615 squadron took part in the early actions of the Battle of Britain, but then moved to Scotland to rest. It later took part in offensive sweeps over Europe and defence duties in Wales.

- 1942–45
In April 1942 the squadron was transferred to the South East Asian theatre, initially to India, before moving closer to the front lines in Burma, during December 1942. but returned to India to re-equip in May 1943, receiving Supermarine Spitfires in October. It returned to operations on the Burma front in November but was recalled to India again, for defensive duties in August 1944. The transfer, from Palel to Biagachi, near Calcutta was scheduled for 10 August. Despite a favourable weather forecast, the squadron encountered a violent monsoon storm en route. Eight of the 16 aircraft, including that of the commanding officer, Squadron Leader Dave McCormack, DFC, were lost.

- 1945
The squadron returned to Burma in February 1945. On 10 June 1945, the 615 Squadron was officially disbanded – although No. 135 Squadron RAF was renamed 615 Squadron that same day, at RAF Cuttack, Orissa. The new 615 Squadron was equipped with Republic Thunderbolts and began training for proposed landings in Malaya. Air support was not required, however, following the surrender of Japan and the squadron disbanded on 25 September at RAF Vizagapatam, Andhra Pradesh.

===Post-war===
With the reactivation of the Royal Auxiliary Air Force, No. 615 Squadron was reformed on 10 May 1946 at RAF Biggin Hill as a day fighter squadron equipped with Spitfire F.14s. Spitfire F.21s were received in 1947 and these were replaced by F.22s in 1948, both marks being flown until 1950.

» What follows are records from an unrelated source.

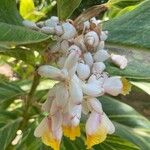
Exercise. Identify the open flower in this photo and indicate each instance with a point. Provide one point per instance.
(80, 72)
(97, 127)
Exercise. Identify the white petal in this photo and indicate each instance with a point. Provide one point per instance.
(30, 24)
(92, 89)
(62, 95)
(48, 30)
(119, 60)
(72, 60)
(75, 110)
(52, 22)
(109, 125)
(88, 59)
(65, 46)
(75, 92)
(113, 86)
(98, 67)
(104, 35)
(49, 72)
(58, 30)
(92, 123)
(41, 128)
(61, 61)
(69, 31)
(101, 56)
(47, 104)
(54, 108)
(85, 108)
(94, 104)
(101, 45)
(91, 39)
(83, 71)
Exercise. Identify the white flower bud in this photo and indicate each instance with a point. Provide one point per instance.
(69, 31)
(103, 35)
(108, 124)
(119, 60)
(73, 57)
(48, 30)
(41, 128)
(65, 46)
(75, 92)
(85, 108)
(98, 67)
(113, 86)
(86, 25)
(61, 61)
(88, 59)
(59, 30)
(30, 24)
(92, 89)
(95, 21)
(52, 22)
(83, 71)
(62, 95)
(101, 45)
(101, 56)
(49, 72)
(94, 104)
(91, 39)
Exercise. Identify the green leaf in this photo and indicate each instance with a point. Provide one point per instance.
(114, 142)
(145, 86)
(9, 91)
(138, 62)
(129, 124)
(14, 35)
(8, 132)
(9, 13)
(66, 7)
(132, 28)
(20, 54)
(27, 8)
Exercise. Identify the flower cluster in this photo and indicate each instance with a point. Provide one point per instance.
(82, 78)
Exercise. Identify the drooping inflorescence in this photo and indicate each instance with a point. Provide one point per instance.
(82, 78)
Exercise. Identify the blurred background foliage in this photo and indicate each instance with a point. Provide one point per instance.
(22, 51)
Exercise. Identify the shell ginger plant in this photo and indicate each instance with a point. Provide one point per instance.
(69, 73)
(80, 71)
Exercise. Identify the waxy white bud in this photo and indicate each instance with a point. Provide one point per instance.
(75, 92)
(30, 24)
(119, 60)
(113, 86)
(101, 56)
(83, 71)
(50, 72)
(69, 31)
(52, 22)
(98, 67)
(108, 124)
(88, 59)
(101, 45)
(91, 39)
(48, 30)
(103, 35)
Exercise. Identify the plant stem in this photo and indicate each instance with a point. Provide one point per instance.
(29, 100)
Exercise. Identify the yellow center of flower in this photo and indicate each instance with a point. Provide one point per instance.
(97, 137)
(126, 86)
(71, 132)
(50, 141)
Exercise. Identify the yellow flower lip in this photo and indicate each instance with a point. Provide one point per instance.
(71, 132)
(126, 86)
(98, 137)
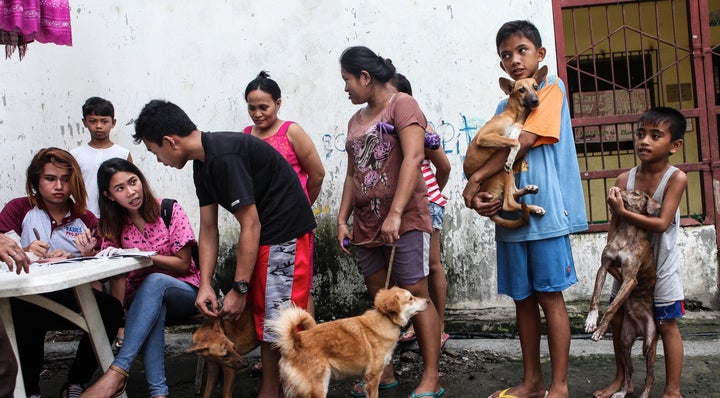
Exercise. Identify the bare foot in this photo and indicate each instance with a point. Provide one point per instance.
(614, 387)
(108, 385)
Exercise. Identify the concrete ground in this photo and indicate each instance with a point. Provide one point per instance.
(472, 367)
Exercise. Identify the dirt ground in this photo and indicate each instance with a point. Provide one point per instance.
(469, 372)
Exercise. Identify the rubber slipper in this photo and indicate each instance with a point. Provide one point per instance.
(438, 394)
(381, 387)
(406, 337)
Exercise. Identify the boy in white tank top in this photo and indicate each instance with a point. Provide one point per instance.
(659, 135)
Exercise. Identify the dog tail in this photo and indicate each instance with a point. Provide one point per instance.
(516, 223)
(285, 327)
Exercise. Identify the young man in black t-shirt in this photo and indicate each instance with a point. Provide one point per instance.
(250, 179)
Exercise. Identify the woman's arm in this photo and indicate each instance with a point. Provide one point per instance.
(178, 262)
(309, 159)
(346, 207)
(442, 165)
(412, 142)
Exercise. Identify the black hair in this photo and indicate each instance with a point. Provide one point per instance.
(98, 106)
(159, 118)
(661, 114)
(113, 216)
(401, 84)
(263, 82)
(360, 58)
(522, 28)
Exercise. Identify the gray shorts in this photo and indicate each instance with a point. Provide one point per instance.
(410, 264)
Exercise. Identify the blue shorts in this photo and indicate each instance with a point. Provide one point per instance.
(665, 311)
(437, 214)
(534, 266)
(410, 264)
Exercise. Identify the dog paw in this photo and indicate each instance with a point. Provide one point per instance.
(539, 211)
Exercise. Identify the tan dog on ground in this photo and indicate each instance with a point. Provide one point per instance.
(360, 345)
(628, 257)
(502, 131)
(223, 344)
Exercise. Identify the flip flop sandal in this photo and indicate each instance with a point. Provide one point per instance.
(406, 337)
(438, 394)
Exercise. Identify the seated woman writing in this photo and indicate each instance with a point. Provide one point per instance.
(130, 218)
(48, 220)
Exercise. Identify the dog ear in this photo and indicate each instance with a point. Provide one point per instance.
(653, 206)
(541, 74)
(199, 350)
(506, 85)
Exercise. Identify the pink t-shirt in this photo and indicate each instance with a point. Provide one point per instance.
(282, 144)
(376, 155)
(158, 238)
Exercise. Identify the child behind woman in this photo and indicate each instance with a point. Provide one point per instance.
(130, 218)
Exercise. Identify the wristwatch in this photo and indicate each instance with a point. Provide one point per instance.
(242, 286)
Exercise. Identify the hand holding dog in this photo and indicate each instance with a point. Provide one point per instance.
(206, 295)
(233, 306)
(614, 201)
(390, 229)
(485, 204)
(344, 236)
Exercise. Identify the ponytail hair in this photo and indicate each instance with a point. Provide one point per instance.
(360, 58)
(263, 82)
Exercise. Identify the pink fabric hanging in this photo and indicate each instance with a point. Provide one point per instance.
(23, 21)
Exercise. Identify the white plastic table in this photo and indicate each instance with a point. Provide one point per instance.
(76, 274)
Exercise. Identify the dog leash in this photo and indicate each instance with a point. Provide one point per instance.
(392, 257)
(375, 243)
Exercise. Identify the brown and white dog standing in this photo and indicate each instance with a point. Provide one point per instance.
(223, 344)
(360, 345)
(502, 131)
(628, 257)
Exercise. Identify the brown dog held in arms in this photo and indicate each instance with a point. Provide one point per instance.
(502, 131)
(628, 257)
(360, 345)
(223, 344)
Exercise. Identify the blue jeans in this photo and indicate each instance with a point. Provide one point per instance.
(158, 297)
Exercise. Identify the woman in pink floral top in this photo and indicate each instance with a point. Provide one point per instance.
(130, 218)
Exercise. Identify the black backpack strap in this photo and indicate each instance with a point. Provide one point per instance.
(166, 211)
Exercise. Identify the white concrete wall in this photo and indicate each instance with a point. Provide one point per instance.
(201, 55)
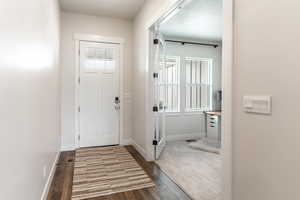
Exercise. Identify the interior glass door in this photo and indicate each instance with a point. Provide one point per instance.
(159, 95)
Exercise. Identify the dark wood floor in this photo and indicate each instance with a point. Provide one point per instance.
(61, 187)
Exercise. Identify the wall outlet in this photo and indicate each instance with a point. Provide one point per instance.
(44, 171)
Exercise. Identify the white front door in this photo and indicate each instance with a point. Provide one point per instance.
(99, 94)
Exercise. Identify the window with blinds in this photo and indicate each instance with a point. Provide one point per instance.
(198, 86)
(170, 87)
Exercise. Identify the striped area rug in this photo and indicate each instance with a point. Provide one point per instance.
(102, 171)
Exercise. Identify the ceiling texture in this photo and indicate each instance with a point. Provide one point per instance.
(197, 19)
(125, 9)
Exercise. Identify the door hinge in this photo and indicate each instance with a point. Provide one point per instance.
(154, 142)
(155, 109)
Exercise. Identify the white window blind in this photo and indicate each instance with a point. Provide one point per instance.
(198, 84)
(170, 83)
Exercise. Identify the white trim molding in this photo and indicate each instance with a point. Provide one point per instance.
(183, 137)
(77, 37)
(50, 178)
(141, 150)
(98, 38)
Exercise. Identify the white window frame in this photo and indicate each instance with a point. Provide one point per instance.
(210, 94)
(165, 84)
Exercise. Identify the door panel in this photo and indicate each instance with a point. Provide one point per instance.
(99, 85)
(159, 96)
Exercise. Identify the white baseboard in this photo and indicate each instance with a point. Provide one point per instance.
(126, 142)
(67, 148)
(140, 149)
(50, 178)
(180, 137)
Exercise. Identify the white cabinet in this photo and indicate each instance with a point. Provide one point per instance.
(213, 126)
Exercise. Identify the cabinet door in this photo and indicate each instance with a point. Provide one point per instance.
(213, 127)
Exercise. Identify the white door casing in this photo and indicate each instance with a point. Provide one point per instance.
(99, 65)
(159, 95)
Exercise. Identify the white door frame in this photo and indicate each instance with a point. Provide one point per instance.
(227, 65)
(97, 38)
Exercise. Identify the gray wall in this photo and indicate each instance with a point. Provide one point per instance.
(266, 148)
(29, 96)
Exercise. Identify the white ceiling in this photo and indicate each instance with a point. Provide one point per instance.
(126, 9)
(198, 19)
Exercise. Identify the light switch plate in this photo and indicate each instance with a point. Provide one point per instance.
(257, 104)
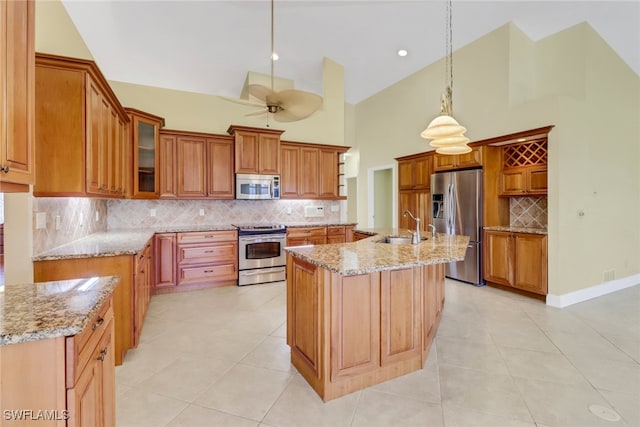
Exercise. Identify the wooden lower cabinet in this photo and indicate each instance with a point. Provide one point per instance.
(143, 286)
(518, 260)
(207, 259)
(70, 379)
(165, 246)
(127, 297)
(347, 333)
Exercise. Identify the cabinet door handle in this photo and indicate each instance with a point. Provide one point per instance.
(103, 354)
(98, 323)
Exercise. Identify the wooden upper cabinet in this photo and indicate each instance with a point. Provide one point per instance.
(145, 136)
(220, 176)
(310, 171)
(82, 131)
(192, 163)
(414, 172)
(289, 170)
(17, 89)
(524, 169)
(167, 166)
(203, 164)
(472, 159)
(257, 151)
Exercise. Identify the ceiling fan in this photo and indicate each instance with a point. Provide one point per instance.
(287, 105)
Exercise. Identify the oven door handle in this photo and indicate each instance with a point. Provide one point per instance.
(255, 273)
(261, 239)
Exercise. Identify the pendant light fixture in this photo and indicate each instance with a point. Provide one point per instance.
(446, 133)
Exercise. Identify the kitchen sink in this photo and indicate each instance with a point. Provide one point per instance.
(399, 240)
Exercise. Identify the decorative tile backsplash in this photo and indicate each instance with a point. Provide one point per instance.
(528, 212)
(77, 220)
(138, 213)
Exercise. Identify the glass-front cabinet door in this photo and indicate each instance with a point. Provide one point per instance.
(145, 130)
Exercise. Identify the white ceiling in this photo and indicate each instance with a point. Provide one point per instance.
(209, 46)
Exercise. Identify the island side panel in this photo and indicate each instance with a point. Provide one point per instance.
(401, 315)
(355, 325)
(304, 317)
(433, 302)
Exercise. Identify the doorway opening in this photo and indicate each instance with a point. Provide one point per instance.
(382, 200)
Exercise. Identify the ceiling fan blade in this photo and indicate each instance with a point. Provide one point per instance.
(256, 113)
(298, 103)
(259, 91)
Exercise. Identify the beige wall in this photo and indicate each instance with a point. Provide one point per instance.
(505, 83)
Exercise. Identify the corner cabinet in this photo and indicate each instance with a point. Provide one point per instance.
(202, 167)
(145, 155)
(82, 133)
(310, 171)
(257, 151)
(414, 182)
(17, 77)
(518, 260)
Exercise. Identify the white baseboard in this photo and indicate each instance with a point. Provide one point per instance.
(571, 298)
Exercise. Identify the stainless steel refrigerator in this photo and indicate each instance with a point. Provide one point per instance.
(456, 202)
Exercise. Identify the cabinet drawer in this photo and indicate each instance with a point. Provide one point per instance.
(208, 273)
(80, 347)
(208, 236)
(306, 232)
(337, 230)
(198, 254)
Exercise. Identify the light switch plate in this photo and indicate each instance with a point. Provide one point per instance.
(41, 220)
(313, 211)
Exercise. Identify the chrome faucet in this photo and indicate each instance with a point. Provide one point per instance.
(415, 236)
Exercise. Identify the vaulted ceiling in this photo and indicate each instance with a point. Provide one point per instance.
(208, 46)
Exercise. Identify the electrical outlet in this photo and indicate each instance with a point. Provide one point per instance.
(41, 220)
(313, 211)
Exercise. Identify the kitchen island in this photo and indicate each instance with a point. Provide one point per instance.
(365, 312)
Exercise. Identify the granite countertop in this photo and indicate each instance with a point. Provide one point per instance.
(319, 224)
(30, 312)
(509, 229)
(132, 241)
(368, 256)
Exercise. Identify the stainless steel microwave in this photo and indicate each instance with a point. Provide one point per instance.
(257, 187)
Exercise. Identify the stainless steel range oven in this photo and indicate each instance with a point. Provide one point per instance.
(261, 257)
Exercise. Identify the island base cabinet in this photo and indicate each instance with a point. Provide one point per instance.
(347, 333)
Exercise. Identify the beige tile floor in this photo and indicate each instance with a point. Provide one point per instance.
(218, 357)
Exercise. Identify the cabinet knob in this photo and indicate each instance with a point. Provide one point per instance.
(103, 354)
(98, 323)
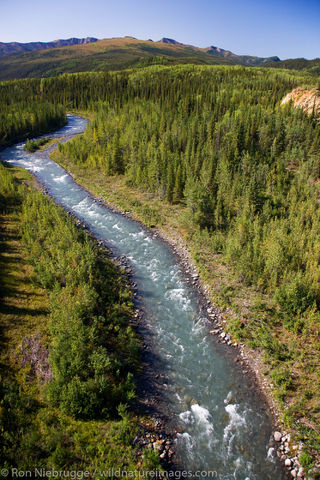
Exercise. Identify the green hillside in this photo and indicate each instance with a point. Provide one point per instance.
(310, 66)
(116, 54)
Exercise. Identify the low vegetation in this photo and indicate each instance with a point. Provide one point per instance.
(210, 153)
(68, 355)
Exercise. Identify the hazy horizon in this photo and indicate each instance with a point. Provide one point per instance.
(287, 29)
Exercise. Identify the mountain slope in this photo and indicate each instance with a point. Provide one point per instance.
(14, 47)
(311, 66)
(115, 54)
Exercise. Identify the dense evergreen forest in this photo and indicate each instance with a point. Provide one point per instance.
(21, 119)
(215, 141)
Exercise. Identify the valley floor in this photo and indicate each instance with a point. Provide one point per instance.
(291, 383)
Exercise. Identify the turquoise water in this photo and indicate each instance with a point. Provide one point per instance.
(223, 427)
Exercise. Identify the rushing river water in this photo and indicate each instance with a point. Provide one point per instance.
(223, 426)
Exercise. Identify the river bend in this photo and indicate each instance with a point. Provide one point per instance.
(223, 427)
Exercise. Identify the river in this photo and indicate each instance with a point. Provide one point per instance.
(223, 425)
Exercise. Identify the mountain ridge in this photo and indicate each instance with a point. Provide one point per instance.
(10, 48)
(40, 59)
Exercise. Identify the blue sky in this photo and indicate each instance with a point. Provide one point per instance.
(285, 28)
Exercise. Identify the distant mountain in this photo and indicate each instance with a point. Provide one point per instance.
(40, 59)
(15, 47)
(311, 66)
(249, 60)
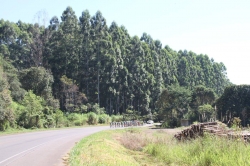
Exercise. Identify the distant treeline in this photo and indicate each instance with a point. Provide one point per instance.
(74, 63)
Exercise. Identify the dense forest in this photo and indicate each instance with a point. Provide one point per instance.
(81, 65)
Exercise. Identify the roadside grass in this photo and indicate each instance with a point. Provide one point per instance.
(133, 146)
(209, 150)
(23, 130)
(105, 148)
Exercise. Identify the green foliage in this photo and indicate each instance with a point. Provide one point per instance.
(92, 118)
(104, 119)
(234, 102)
(206, 111)
(33, 114)
(76, 63)
(173, 102)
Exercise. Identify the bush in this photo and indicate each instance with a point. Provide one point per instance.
(92, 118)
(104, 118)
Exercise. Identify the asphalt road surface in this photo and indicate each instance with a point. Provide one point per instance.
(45, 148)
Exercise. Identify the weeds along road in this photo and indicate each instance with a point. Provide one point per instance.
(43, 148)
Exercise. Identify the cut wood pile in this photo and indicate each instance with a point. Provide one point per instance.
(215, 128)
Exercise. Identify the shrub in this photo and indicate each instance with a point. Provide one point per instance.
(92, 118)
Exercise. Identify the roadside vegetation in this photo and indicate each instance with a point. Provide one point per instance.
(135, 146)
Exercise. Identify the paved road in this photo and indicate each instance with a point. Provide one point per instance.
(45, 148)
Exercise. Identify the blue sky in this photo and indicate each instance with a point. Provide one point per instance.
(218, 28)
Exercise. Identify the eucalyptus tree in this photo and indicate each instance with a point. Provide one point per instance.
(234, 102)
(85, 55)
(101, 44)
(6, 112)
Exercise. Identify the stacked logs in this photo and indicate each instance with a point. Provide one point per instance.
(196, 130)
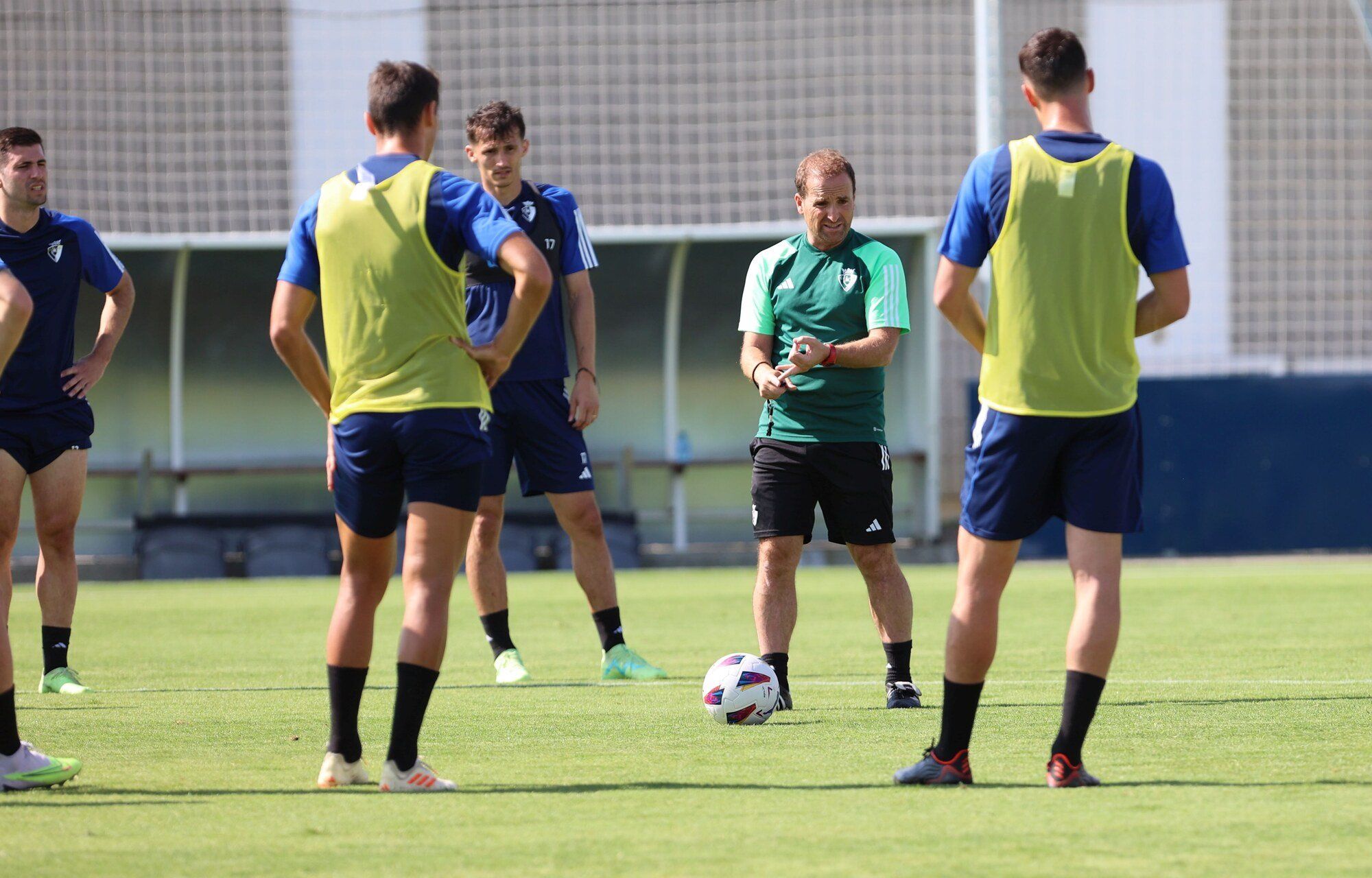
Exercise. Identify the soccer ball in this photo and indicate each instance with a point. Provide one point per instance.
(740, 691)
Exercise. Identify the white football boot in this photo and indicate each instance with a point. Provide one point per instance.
(338, 772)
(418, 780)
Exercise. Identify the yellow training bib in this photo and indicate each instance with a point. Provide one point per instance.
(1060, 330)
(390, 302)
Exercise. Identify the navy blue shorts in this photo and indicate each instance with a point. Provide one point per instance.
(35, 441)
(434, 456)
(530, 427)
(1023, 470)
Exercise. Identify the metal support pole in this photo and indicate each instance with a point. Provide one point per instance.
(672, 375)
(987, 76)
(934, 390)
(178, 379)
(920, 374)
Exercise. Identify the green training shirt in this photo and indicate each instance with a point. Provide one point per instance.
(836, 297)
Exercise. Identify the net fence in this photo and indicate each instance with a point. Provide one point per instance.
(158, 117)
(176, 117)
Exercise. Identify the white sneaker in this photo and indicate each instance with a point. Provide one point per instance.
(27, 769)
(338, 772)
(418, 780)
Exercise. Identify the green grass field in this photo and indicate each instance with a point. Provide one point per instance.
(1235, 736)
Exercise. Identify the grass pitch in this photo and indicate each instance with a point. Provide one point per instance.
(1235, 735)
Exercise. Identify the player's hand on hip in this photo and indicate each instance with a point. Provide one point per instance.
(83, 375)
(330, 460)
(492, 361)
(584, 405)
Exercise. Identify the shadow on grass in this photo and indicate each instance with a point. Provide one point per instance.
(993, 706)
(72, 798)
(27, 799)
(76, 707)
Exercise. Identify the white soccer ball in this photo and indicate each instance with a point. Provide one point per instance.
(740, 691)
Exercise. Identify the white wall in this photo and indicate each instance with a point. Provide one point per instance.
(1163, 91)
(334, 47)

600 and 615 squadron were great rivals. No 600 had the Queen Mother as Honorary Air Commodore and 615 had Sir Winston Churchill. When the Queen Mother first flew in the pilot's seat of a Comet she caused a telegram to be sent saying: "Today I have flown higher and faster than any of the pilots at Biggin Hill." On another occasion when Sir Winston Churchill was at Biggin he called over the CO of the rival squadron and asked him to send a telegram to the Queen Mother saying:"I have today presented to my squadron the Esher Trophy." Later he wrote: 'It was a great joy to me to be made an honorary member of 615. They were equally good at work or play. I remember visiting them at summer camp at Horsham St Faith. After the day's flying the squadron funds were raided and launches hired on the Norfolk Broads. At one or two selected stopping-places the adjutant went into the nearest hostelry and to the consternation of the locals ordered 86 pints and four lemonades'.

The squadron re-equipped with Gloster Meteor F.4 jet fighters starting in September 1950. Meteor F.8s were received in September 1951 and these were flown in the annual UK air defence exercises and at annual summer training camps. Along with all other flying units of the RAuxAF, No. 615 was disbanded on 10 March 1957.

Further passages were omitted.